How does ransomware work?
29 Oct 2018
from the ecosystem
6 minute read
Ransomware is a fast-growing cyber-threat. Chances are, it’s already affected someone you know. One of the most notorious ransomware attacks was the WannaCry worm, which infected more than 200,000 computers across 150 countries in just 4 days. Some estimates of the damages exceed one billion dollars, taking into account data loss, service outages, disrupted operations, and recovery.
So what is ransomware and why is it so dangerous?
The idea behind ransomware is that our data is important to us. Imagine losing your family photos, or emails, or important business files. As the name suggests, ransomware takes data on your computer or other device and holds it ransom—you receive a demand for money in order to get it back, or in order to prevent your private files from being made public.
Sometimes the files on an infected computer are encrypted, so they are still there but unreadable without the right decryption key. Other times, the files are uploaded to an attacker’s server and then deleted from the infected computer.
Most of the time this is done for financial gain by criminal organisations but sometimes it can be used as an act of terrorism to cause widespread economic disruption. Experts believe WannaCry originated in North Korea, so there may have been political motives, although North Korea denies involvement.
Unfortunately, just like in real life hostage situations, you can’t be sure the attacker will actually release your information when you pay up. In fact, sometimes the information is already gone, either due to attacker carelessness or because the attacker hasn’t taken the trouble to make the information retrievable. Thus many people don’t give in to attackers’ demands. However, since these attacks are generally automated and can affect a huge number of computers, only a small percentage of victims need to pay a ransom for an attacker to make a large sum of money. WannaCry brought its attackers $180,000 in payments, while CryptoLocker made over $4 million.
What happens when you are infected?
The first thing that happens after an infection is that files are encrypted, deleted, or uploaded. Then, the user is typically notified of it with a prominent message that is designed to cause panic. For instance, this is what WannaCry’s message looked like:
Many ransomware attacks demand payment in cryptocurrencies like Bitcoin because they are impossible to trace. It is reasonably easy for a victim to purchase $300 worth of Bitcoin and transfer it to the attacker.

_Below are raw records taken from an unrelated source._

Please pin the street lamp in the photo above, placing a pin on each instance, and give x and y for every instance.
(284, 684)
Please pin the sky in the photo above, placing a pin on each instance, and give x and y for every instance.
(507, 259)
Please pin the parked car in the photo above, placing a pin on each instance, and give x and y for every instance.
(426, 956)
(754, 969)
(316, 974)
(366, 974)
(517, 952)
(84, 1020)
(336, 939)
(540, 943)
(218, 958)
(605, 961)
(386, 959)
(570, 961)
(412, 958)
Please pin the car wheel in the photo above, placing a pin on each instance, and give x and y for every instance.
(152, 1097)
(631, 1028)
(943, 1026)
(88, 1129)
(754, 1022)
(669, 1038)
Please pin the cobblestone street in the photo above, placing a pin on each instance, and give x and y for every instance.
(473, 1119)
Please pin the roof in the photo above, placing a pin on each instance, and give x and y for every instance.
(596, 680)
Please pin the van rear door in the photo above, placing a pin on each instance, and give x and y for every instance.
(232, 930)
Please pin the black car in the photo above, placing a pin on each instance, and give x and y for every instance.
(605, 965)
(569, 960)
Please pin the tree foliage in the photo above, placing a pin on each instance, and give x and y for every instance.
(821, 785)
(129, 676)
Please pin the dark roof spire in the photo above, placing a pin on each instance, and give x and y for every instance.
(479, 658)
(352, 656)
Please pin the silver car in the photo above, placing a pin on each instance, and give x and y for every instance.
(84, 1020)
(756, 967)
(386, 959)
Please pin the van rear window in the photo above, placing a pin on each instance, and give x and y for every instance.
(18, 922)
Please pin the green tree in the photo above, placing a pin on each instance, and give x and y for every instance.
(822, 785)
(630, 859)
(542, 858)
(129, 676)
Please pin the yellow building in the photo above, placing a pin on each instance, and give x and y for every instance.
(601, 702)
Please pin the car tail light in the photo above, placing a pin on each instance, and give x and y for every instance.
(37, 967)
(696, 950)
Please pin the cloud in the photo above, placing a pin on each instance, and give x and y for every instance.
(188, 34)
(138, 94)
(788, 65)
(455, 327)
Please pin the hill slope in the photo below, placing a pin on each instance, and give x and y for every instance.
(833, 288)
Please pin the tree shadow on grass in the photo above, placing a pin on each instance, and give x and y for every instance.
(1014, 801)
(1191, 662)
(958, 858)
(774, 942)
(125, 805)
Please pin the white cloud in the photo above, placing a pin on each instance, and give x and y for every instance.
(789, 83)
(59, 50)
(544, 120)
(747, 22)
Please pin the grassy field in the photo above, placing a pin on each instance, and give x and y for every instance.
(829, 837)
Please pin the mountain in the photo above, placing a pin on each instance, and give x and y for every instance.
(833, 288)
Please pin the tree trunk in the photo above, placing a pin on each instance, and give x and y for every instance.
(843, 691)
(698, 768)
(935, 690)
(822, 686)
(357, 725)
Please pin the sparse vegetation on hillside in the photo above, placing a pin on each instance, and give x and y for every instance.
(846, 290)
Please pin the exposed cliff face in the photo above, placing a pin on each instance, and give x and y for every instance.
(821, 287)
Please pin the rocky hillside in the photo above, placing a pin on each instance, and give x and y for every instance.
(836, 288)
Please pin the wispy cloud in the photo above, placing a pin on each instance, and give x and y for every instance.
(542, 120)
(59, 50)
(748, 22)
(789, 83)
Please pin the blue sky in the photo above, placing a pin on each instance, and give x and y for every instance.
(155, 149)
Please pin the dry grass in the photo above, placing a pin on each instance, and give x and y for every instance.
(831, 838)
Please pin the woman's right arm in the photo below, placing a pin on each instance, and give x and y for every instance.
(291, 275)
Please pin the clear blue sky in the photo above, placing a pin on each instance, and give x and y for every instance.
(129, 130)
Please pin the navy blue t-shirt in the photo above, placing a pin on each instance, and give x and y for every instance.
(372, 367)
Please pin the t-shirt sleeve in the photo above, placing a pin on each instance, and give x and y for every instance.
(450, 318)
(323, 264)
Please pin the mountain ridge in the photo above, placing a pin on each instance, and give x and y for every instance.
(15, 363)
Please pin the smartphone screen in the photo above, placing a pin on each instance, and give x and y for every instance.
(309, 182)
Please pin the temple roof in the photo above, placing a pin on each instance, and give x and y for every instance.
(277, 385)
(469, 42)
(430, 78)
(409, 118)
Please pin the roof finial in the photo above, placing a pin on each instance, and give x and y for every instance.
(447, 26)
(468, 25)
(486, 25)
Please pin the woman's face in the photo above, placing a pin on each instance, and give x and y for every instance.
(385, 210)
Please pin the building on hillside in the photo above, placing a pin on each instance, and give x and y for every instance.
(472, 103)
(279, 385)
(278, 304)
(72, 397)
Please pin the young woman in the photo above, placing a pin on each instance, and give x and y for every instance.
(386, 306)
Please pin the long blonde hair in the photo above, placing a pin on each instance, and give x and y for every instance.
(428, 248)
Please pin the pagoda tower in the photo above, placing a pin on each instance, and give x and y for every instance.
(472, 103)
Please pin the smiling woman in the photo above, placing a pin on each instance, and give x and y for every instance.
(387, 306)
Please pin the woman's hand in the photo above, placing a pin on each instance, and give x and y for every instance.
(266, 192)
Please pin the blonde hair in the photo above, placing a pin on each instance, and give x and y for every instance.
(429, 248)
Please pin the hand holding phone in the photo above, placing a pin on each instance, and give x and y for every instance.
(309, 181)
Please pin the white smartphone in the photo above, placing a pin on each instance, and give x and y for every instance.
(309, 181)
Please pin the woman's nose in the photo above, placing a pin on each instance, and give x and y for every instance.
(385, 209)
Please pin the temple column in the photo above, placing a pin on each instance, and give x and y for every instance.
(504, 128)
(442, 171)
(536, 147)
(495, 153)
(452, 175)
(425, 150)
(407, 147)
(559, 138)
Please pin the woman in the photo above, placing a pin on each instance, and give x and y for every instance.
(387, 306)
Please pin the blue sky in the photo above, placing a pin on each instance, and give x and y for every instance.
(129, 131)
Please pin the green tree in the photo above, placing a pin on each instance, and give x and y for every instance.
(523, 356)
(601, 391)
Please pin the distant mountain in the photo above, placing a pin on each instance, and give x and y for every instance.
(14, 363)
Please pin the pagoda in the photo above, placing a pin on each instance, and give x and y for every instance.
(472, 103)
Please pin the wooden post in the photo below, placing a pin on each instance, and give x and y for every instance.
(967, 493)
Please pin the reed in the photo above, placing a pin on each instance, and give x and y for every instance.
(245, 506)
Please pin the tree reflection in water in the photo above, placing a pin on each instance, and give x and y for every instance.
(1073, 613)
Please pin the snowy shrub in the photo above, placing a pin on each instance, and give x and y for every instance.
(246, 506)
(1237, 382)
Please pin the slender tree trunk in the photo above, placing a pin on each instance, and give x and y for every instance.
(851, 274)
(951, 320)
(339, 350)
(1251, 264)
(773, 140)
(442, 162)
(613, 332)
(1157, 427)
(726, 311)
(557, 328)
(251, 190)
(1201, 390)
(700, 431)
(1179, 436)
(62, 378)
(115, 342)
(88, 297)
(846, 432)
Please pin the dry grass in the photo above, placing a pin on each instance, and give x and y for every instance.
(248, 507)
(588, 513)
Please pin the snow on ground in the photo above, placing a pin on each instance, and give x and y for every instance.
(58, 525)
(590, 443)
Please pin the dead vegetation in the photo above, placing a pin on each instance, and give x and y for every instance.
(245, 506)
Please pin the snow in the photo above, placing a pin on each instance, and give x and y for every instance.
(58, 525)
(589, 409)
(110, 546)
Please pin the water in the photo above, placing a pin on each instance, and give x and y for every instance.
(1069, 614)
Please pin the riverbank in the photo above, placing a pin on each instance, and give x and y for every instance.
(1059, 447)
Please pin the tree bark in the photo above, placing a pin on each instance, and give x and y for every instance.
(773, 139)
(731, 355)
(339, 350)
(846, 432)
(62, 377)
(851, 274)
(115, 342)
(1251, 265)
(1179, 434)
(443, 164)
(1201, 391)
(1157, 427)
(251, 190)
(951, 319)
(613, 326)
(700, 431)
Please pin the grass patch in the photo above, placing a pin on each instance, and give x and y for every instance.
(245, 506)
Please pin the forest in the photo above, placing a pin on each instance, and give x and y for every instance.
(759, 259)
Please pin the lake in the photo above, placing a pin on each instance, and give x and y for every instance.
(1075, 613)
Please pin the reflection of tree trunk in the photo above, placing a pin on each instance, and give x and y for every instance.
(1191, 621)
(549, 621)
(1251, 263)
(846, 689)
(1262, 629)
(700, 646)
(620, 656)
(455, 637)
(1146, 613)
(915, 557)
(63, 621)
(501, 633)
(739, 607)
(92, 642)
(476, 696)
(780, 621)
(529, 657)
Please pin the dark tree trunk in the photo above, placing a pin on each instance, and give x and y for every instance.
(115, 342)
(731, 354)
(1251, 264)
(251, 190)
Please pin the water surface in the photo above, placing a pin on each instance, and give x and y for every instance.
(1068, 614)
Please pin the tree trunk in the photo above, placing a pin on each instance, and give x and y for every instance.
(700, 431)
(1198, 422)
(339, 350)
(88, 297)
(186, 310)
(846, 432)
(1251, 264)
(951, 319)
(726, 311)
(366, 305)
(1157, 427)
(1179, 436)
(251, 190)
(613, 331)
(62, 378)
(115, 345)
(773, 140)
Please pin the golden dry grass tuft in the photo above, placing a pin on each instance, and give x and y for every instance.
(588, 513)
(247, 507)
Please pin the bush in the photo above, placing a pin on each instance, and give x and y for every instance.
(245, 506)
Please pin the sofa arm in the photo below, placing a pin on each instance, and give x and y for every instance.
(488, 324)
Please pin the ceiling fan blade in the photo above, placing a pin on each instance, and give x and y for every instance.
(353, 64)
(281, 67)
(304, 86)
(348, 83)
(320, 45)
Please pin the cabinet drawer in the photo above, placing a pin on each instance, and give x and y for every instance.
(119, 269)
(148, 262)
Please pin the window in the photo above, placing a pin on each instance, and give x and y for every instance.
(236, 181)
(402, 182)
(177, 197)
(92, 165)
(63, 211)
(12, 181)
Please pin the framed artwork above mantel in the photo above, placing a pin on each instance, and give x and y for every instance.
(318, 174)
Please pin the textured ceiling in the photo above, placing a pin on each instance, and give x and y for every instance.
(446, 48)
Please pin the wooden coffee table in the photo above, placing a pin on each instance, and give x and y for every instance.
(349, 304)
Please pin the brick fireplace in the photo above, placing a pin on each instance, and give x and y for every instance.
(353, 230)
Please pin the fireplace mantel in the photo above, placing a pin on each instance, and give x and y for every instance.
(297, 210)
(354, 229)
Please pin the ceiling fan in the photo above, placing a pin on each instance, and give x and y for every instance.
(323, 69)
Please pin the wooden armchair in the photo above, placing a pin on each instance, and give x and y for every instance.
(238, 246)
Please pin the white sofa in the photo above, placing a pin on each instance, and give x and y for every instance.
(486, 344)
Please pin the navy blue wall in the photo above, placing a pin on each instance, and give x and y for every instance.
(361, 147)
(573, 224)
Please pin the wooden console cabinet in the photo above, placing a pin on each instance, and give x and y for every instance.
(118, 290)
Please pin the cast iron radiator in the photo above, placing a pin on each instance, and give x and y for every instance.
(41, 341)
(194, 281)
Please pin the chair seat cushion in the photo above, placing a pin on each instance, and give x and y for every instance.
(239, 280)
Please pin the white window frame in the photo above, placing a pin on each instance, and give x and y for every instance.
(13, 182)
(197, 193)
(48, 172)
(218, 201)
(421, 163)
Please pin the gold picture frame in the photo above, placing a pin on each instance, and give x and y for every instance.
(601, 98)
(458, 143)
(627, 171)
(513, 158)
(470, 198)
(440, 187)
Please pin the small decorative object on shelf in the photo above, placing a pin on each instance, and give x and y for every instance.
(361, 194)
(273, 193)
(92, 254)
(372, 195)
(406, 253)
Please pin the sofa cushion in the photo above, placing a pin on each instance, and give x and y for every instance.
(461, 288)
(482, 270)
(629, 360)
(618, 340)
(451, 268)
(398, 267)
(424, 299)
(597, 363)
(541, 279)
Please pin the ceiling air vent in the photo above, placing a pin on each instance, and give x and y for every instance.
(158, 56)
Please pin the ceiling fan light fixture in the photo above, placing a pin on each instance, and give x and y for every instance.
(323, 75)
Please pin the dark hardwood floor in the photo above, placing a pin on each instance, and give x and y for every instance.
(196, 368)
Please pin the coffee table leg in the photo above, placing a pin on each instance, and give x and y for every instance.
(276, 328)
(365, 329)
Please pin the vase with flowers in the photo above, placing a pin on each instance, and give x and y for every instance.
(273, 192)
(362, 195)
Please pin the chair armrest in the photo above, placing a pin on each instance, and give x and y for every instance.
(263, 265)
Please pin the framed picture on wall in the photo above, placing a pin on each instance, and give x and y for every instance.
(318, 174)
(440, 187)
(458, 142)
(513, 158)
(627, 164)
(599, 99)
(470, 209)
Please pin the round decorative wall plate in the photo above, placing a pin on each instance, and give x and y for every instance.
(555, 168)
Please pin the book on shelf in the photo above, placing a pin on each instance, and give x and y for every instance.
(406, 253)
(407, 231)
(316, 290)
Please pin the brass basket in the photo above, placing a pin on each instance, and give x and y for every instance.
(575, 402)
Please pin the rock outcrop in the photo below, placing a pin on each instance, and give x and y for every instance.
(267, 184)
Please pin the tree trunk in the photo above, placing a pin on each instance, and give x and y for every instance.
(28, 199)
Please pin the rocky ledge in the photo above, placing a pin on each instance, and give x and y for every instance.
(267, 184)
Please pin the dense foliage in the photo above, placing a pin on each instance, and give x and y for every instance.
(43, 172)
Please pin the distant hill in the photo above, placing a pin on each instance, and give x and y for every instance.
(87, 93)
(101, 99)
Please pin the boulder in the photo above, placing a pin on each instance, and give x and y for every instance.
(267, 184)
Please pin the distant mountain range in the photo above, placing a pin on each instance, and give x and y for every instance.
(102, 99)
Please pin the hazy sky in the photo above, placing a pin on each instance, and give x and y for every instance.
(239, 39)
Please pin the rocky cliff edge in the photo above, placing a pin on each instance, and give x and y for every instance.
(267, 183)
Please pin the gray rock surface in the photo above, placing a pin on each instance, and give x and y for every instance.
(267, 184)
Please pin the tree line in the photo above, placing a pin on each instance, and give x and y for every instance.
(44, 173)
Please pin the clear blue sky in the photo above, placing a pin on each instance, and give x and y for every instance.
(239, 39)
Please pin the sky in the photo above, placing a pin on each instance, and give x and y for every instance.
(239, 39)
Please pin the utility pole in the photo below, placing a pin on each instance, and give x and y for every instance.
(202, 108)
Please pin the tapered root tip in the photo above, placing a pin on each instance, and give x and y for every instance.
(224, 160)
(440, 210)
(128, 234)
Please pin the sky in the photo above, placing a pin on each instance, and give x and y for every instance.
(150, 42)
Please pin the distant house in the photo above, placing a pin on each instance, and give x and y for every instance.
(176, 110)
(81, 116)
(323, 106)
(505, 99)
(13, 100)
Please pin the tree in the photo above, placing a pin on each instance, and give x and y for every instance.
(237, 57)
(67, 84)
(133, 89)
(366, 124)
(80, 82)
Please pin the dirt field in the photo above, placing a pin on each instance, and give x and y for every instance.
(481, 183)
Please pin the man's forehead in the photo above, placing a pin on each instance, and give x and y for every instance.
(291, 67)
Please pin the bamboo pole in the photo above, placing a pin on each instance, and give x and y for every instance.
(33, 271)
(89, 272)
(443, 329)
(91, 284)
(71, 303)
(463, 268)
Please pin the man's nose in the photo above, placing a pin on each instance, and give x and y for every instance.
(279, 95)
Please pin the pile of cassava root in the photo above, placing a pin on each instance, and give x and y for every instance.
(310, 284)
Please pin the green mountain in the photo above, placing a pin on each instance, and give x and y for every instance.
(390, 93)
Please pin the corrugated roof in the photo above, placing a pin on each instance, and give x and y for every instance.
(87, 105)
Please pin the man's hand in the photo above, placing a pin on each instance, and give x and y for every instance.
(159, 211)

Some ransomware does not perform anything sophisticated, simply hiding or moving files, which someone with technical expertise can easily reverse. Nonetheless people with little technical skills (who are also less likely to keep backups) will not know what to do, and may pay the ransom.
More sophisticated ransomware uses encryption. Simple encryption algorithms use the same encryption and decryption key, thus if the program that performed the encryption can be analysed, the decryption key can be found within. However, the strongest ransomware uses public/private key cryptography. By using separate keys for encryption and decryption, the infected computer never has the decryption key—unless the attacker provides it once the ransom is paid.
How does ransomware spread, and how can I stay safe?
Ransomware uses a variety of techniques. They range from tricking people into opening infected attachments (e.g. CryptoLocker), to exploiting operating system vulnerabilities (e.g. WannaCry). Ransomware which exploits OS vulnerabilities can spread like wildfire because it does not require human interaction to spread. Like other malware, ransomware can access your email address book and email all your contacts, impersonating you.
It is crucial to make sure all software is patched, to use properly configured firewalls, to keep regular backups and to make sure people are trained to be wary of potentially harmful files. However, the best defence is to have trained cyber security professionals to regularly test an organisation’s defences, and keep those defences as strong as possible as the cybersecurity landscape evolves.